Hardware-validated on trn1.2xlarge:

  • Small shape (nocc=16, 256 pairs): warm energy 0.005 s, 3.6× faster than torch baseline
  • Spike B (nocc=4, 16 pairs): 1.9 ms vs 25.4 ms per-pair loop — 13.5× speedup

Medium shape (nocc=64, 4096 pairs): NEFF compile blocked (18 GB XLA graph exceeds disk). Fix in v0.5.4.

See CHANGELOG.md for full details.

v0.5.1 — fused GEMM+energy kernel (per-pair)

21 Apr 20:03
d02786a

Choose a tag to compare

v0.5.1

Fused GEMM+energy kernel (#38, nki_fused_gemm_energy). One @nki.jit kernel handles one DF-MP2 orbital pair — both GEMMs (T and T_T) and the Vector Engine energy expression — without writing the (nvir, nvir) T_flat intermediate to HBM.

Note: hardware benchmarks revealed this kernel is 215× slower than the chunk-GEMM baseline at nocc=16 due to ~100 ms Neuron XLA per-dispatch overhead. The fix (single-dispatch batched kernel) ships in v0.5.2.

See CHANGELOG.md for full details.

v0.5.0 — GEMM tile-shape autotuner

21 Apr 20:03

Choose a tag to compare

v0.5.0

GEMM tile-shape autotuner (#26). _nki_gemm_impl sweeps six tile candidates {64,128} × {128} × {128,256,512} on first call per shape bucket and caches the winner to disk (/var/tmp/trnblas-autotune/cache.json). Subsequent calls hit the in-process cache first, then the NEFF cache.

  • _make_gemm_kernel(tile_m, tile_k, tile_n) — factory returning a separately-cached @nki.jit closure per tile config
  • Opt out with TRNBLAS_AUTOTUNE=0 to restore v0.4.x fixed (128,128,512) behaviour
  • Backward compatible: _gemm_kernel alias preserved

See CHANGELOG.md for full details.

v0.4.3 — correct silent NKI fallback across v0.4.x

13 Apr 20:57

Choose a tag to compare

Correction release. Every "trn1 NKI" perf number published in v0.4.0 / v0.4.1 / v0.4.2 was actually trn1's 8-vCPU Xeon running torch.matmul, not the Trainium Tensor Engine.

What went wrong

Our SSM runners launched the Neuron venv's python directly without prepending its bin/ to $PATH. torch_neuronx.initializer calls subprocess.run(["libneuronpjrt-path"]) to locate the PJRT plugin library — that binary lives in the venv's bin/ and was unresolvable. Every NKI dispatch raised FileNotFoundError, and our _nki_*_impl try/except wrappers swallowed the exception and fell back to torch.matmul.
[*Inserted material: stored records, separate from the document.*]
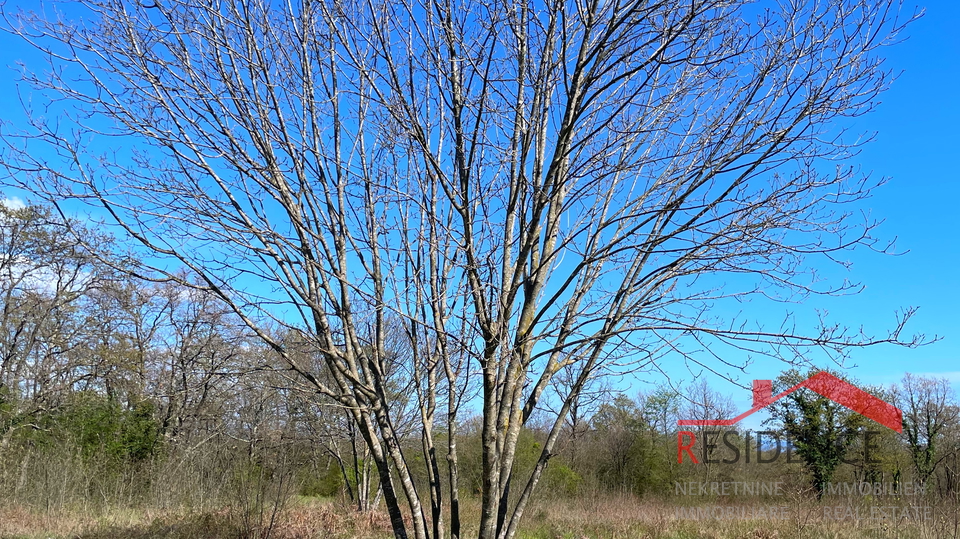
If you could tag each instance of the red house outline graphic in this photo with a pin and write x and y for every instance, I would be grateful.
(825, 384)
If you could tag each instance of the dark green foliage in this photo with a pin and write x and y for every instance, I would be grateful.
(820, 430)
(98, 428)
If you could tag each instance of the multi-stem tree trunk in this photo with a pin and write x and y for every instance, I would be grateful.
(525, 188)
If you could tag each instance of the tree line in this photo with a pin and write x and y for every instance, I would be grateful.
(115, 390)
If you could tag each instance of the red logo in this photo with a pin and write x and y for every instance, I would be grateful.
(825, 384)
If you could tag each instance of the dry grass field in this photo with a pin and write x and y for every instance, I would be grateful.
(614, 517)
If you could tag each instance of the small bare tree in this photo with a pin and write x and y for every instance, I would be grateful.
(528, 187)
(929, 408)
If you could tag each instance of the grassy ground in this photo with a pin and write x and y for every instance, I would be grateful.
(611, 517)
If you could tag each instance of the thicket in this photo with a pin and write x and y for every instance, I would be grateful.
(131, 393)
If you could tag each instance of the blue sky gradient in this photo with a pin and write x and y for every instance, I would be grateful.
(915, 147)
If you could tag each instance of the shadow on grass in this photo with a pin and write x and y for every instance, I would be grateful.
(210, 526)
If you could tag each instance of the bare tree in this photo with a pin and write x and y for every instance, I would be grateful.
(929, 408)
(529, 188)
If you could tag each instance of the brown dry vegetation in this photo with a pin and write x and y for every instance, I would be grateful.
(607, 516)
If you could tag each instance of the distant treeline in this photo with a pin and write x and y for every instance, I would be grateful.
(115, 390)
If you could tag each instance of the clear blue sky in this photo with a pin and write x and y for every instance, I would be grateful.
(916, 148)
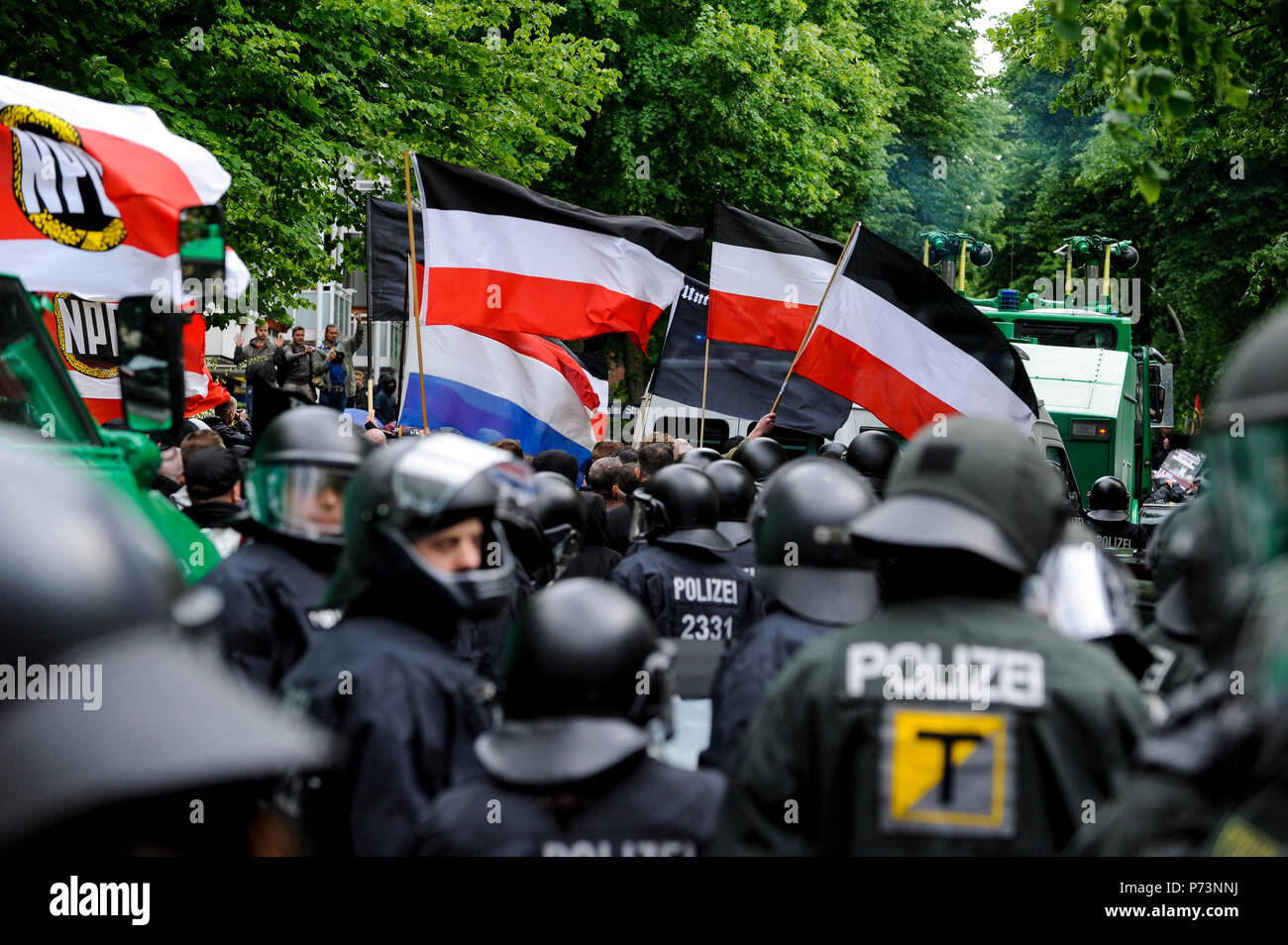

Correctness tests kept passing because torch.matmul gives the same answer as nki_gemm; only perf attribution was wrong. The v0.4.2 cross-vendor comparison was A10G's Ampere GPU vs trn1's Xeon, not vs trn1's Tensor Engine.

What's fixed

  • scripts/run_neuron_tests.sh, scripts/run_df_mp2_bench.sh — prepend $NEURON_VENV/bin to $PATH + set TRNBLAS_REQUIRE_NKI=1 in the test runner.
  • trnblas.nki.NkiFallbackWarning — emitted once per distinct error when the fallback triggers. Makes future misconfigurations visible.
  • tests/test_nki_really_runs.py — anti-regression test that forces TRNBLAS_REQUIRE_NKI=1 and asserts a GEMM dispatch completes.
  • Re-measured trn1 numbers on docs/benchmarks.md with retraction banner.

Side finding

trnblas.nki.nki_mp2_energy kernel tests had a partition-limit bug that was masked by the silent fallback (nl.load(eps_vir[0:NVIR]) exceeds 128 partitions for nvir > 128). Tests skipped pending kernel rewrite under #15. Not in the production DF-MP2 path (examples/df_mp2.py uses the torch reduction).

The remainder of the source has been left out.